San Pablo les manifiesta a los presbíteros de Éfeso, camino de Jerusalén: “No sé lo que me pasará allí, salvo que el Espíritu Santo, de ciudad en ciudad, me da testimonio de que me aguardan cadenas y tribulaciones”. El Espíritu Santo le hace comprender lo que está por venir, pero esas “cadenas y tribulaciones” no le preocupan, tampoco “me importa la vida, sino completar mi carrera”.

El mismo Espíritu que le permite conocer lo que le aguarda, le prepara para superar todas esas pruebas, para llenar su corazón de esperanza y consuelo. El don de inteligencia permite reconocer los designios de Dios. Es una “luz del Espíritu, al mismo tiempo que agudiza la inteligencia de las cosas divinas, hace también más límpida y penetrante la mirada sobre las cosas humanas. Gracias a ella se ven mejor los numerosos signos de Dios que están inscritos en la creación. Se descubre así la dimensión no puramente terrena de los acontecimientos, de los que está tejida la historia humana. Y se puede lograr hasta descifrar proféticamente el tiempo presente y el futuro: ¡signos de los tiempos, signos de Dios!” (San Juan Pablo II, Audiencia 9 de abril de 1989).
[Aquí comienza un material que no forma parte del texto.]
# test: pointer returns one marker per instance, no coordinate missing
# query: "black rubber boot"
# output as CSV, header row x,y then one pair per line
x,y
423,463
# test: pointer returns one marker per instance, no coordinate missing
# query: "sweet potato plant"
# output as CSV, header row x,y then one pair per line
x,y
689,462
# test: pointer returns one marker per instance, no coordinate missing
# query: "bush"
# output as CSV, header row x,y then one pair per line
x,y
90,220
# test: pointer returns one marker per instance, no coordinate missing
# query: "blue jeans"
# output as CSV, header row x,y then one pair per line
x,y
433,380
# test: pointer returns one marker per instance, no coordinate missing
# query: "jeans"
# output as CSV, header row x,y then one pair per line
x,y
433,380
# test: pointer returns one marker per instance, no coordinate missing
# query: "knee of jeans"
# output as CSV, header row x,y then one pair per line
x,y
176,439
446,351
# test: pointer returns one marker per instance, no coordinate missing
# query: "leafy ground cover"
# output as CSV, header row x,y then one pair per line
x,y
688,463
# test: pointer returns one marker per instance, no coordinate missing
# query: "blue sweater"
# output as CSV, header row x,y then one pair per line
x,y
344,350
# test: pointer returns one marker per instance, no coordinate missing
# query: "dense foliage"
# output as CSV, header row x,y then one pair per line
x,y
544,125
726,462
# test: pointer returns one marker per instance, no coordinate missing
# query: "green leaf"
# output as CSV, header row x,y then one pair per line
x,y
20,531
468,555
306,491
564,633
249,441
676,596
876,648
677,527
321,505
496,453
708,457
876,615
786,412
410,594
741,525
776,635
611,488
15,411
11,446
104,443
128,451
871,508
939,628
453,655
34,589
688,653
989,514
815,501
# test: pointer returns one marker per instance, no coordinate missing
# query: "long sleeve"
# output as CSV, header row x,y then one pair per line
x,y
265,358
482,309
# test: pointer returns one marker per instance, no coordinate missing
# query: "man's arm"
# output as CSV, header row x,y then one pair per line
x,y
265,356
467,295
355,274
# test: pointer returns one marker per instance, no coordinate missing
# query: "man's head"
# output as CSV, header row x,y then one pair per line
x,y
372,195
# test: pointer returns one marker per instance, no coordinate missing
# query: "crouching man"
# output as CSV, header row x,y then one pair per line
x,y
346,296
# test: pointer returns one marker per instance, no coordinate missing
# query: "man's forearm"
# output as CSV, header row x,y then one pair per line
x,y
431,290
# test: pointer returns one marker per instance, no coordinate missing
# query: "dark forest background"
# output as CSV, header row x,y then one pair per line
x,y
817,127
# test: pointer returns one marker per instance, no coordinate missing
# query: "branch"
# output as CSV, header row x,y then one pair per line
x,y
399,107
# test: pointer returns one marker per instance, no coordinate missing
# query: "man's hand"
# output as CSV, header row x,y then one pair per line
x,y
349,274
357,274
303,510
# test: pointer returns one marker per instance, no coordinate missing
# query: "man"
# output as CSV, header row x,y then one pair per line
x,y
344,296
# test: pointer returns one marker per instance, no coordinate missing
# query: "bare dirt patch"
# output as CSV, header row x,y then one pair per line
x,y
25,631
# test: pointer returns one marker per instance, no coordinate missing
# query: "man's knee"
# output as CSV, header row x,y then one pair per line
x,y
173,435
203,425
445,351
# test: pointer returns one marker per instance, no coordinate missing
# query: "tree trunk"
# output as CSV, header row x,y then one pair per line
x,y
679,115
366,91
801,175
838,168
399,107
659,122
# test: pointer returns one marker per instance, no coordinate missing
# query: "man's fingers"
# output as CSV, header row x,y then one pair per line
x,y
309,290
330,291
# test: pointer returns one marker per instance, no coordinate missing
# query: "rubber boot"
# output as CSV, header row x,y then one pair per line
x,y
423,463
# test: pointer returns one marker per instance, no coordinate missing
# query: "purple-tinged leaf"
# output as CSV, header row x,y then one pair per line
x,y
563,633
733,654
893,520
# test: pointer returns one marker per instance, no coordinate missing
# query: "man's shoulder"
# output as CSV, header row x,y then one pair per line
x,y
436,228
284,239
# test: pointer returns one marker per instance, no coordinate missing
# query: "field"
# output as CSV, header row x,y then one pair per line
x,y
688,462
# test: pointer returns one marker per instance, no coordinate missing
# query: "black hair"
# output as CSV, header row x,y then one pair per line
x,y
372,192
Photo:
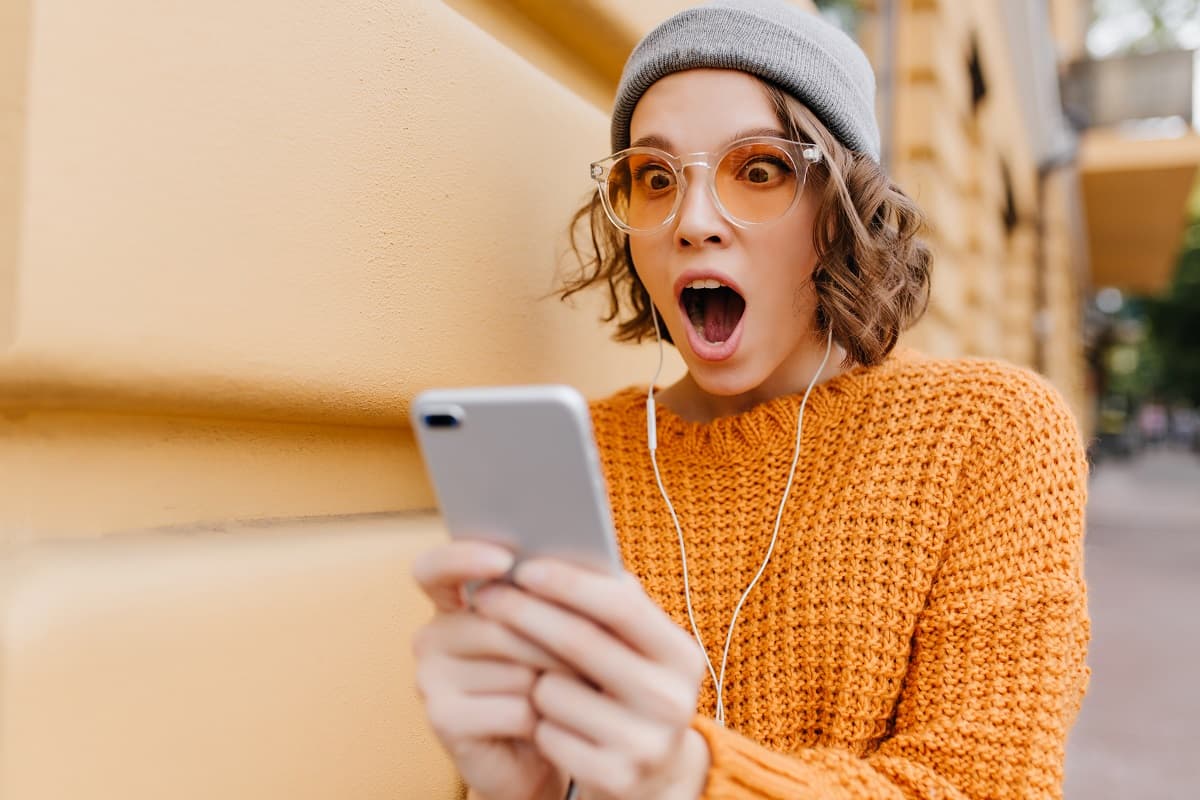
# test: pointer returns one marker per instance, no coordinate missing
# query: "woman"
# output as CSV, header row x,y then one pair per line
x,y
853,572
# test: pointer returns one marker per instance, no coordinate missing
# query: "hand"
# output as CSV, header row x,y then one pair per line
x,y
475,678
619,720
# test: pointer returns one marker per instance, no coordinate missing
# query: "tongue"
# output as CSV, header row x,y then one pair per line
x,y
723,311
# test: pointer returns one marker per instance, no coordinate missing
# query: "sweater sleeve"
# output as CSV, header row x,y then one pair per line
x,y
996,669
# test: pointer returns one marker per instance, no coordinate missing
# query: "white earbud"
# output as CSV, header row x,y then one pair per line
x,y
653,443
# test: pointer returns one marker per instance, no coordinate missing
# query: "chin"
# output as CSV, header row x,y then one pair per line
x,y
725,380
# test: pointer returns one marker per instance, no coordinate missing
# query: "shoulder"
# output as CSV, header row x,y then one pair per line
x,y
1013,417
989,391
618,410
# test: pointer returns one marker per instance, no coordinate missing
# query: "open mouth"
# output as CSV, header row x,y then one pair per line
x,y
713,308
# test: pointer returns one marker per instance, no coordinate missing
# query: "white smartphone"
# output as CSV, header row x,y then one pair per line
x,y
519,465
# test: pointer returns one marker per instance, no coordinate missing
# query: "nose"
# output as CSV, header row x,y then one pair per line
x,y
700,222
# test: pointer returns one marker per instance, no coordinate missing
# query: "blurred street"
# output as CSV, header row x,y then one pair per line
x,y
1138,734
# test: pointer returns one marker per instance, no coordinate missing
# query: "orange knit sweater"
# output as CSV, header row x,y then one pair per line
x,y
922,627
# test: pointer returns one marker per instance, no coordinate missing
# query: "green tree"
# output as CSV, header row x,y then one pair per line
x,y
1175,325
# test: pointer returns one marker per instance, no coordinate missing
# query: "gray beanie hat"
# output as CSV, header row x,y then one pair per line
x,y
774,40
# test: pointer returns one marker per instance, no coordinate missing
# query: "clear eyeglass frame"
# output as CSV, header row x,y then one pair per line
x,y
803,155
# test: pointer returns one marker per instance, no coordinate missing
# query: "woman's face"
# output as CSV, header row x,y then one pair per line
x,y
729,349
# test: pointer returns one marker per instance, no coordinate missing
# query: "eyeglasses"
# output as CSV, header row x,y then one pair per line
x,y
751,181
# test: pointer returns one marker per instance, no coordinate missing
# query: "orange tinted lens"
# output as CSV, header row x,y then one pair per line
x,y
757,182
642,190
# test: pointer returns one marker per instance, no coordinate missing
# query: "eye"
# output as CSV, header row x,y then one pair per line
x,y
654,178
763,170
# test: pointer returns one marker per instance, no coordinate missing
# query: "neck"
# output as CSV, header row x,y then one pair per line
x,y
690,401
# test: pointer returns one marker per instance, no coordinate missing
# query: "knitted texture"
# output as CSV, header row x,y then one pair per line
x,y
922,627
778,41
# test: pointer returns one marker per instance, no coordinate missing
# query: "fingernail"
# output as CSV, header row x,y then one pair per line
x,y
532,575
496,559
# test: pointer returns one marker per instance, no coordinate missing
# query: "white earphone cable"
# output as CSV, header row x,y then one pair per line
x,y
652,440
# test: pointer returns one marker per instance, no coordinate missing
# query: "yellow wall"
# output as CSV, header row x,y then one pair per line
x,y
953,157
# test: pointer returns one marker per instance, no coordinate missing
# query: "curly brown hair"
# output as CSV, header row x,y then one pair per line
x,y
873,269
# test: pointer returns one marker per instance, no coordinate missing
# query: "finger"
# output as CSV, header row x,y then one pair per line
x,y
593,653
589,765
442,571
600,720
616,602
472,636
475,677
480,716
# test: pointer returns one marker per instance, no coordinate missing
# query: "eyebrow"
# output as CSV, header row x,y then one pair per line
x,y
663,143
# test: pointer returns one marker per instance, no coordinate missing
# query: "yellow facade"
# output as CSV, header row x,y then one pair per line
x,y
235,239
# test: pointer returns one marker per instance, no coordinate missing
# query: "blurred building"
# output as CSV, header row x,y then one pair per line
x,y
235,239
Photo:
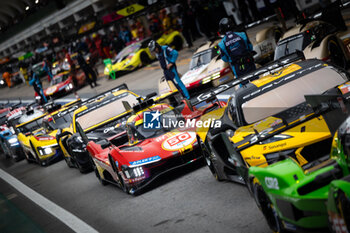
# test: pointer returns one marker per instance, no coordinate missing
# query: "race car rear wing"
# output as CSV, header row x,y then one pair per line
x,y
104,94
267,69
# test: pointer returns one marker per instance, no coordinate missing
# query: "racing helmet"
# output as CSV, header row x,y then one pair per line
x,y
225,25
152,45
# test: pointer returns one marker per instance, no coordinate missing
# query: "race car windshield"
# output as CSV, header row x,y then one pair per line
x,y
59,79
291,45
59,122
201,58
142,133
126,52
106,110
290,94
34,125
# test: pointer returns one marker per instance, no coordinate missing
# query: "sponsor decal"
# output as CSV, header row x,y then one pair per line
x,y
179,141
146,161
272,183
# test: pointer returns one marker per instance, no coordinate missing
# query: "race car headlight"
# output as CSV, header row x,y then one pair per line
x,y
13,141
133,172
45,151
127,62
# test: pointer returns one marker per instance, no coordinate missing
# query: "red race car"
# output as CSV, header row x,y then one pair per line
x,y
62,84
136,156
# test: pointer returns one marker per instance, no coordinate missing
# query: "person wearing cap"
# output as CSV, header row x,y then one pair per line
x,y
88,71
167,58
236,49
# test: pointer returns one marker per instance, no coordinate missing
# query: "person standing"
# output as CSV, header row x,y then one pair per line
x,y
38,88
167,58
236,49
88,71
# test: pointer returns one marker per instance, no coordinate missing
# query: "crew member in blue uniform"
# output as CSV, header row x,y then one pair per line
x,y
167,58
236,49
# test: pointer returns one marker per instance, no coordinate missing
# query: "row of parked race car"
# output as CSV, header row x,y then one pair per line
x,y
284,134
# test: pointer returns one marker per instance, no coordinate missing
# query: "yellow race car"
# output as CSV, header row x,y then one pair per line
x,y
138,54
38,136
102,116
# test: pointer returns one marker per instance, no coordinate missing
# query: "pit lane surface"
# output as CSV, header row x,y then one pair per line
x,y
190,200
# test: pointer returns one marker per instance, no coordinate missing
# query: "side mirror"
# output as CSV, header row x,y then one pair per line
x,y
82,133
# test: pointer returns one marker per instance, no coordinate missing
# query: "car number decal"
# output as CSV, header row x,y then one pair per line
x,y
179,141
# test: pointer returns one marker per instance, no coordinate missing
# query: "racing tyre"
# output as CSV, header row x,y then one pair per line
x,y
278,34
177,43
268,209
145,60
336,54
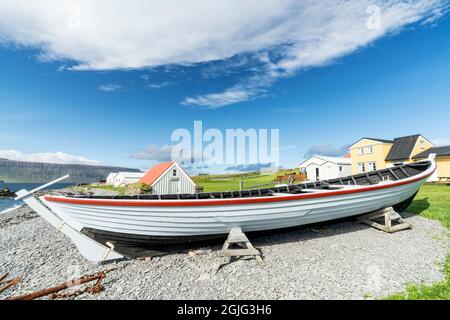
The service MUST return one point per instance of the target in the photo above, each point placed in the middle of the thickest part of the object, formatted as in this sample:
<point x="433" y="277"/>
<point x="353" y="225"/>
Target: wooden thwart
<point x="236" y="238"/>
<point x="393" y="222"/>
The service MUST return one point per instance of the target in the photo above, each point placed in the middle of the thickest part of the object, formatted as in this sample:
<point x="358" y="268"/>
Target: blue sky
<point x="393" y="84"/>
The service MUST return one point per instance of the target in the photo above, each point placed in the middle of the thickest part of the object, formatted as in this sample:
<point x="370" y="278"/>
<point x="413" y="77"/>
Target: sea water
<point x="9" y="204"/>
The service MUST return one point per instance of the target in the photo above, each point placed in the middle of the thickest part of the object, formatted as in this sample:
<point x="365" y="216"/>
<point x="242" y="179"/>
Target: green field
<point x="432" y="202"/>
<point x="214" y="183"/>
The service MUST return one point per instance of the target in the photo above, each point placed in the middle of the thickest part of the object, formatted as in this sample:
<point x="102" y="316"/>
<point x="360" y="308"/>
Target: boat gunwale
<point x="235" y="201"/>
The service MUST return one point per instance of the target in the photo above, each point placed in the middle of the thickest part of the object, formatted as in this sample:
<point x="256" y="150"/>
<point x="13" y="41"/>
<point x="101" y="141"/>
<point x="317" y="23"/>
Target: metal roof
<point x="402" y="148"/>
<point x="374" y="139"/>
<point x="439" y="151"/>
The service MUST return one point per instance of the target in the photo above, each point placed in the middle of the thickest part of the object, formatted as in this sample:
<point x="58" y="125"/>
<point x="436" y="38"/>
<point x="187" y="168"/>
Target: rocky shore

Al mismo tiempo, la fortaleza le capacita para dar testimonio. Así dará gloria a Cristo siendo instrumento suyo para Él siga “manifestando su nombre a los hombres”.Para resistir en las pruebas el Espíritu Santo nos prepara con el don de fortaleza. “Quizás nunca como hoy la virtud moral de la fortaleza tiene necesidad de ser sostenida por el homónimo don del Espíritu Santo. El don de la fortaleza es un impulso sobrenatural, que da vigor al alma no sólo en momentos dramáticos como el del martirio, sino también en las habituales condiciones de dificultad: en la lucha por permanecer coherentes con los propios principios; en el soportar ofensas y ataques injustos; en la perseverancia valiente, incluso entre incomprensiones y hostilidades, en el camino de la verdad y de la honradez. (…) Cuando experimentamos, como Jesús en Getsemaní, “la debilidad de la carne” (cf. Mt 26, 41; Mc 14, 38), es decir, de la naturaleza humana sometida a las enfermedades físicas y psíquicas, tenemos que invocar del Espíritu Santo el don de la fortaleza para permanecer firmes y decididos en el camino del bien. Entonces podremos repetir con San Pablo: “Me complazco en mis flaquezas, en las injurias, en las necesidades, en las persecuciones y las angustias sufridas por Cristo; pues, cuando estoy débil, entonces es cuando soy fuerte” (2 Co 12, 10)” (San Juan Pablo II, Audiencia 14 de mayo de 1989). Por El vivimos vida divina, somos la gloria de Dios. “Entonces se puede repetir verdaderamente que la ‘gloria de Dios es el hombre viviente, pero la vida del hombre es la visión de Dios’: el hombre, viviendo una vida divina, es la gloria de Dios, y el Espíritu Santo es el dispensador oculto de esta vida y de esta gloria (San Juan Pablo II, Encíclica “Dominum et vivificantem” n. 59.).

Que María, nuestra Madre, avive en nuestros corazones el don de inteligencia y de fortaleza para ver las cosas con perspectiva sobrenatural y no tengamos miedo al mundo.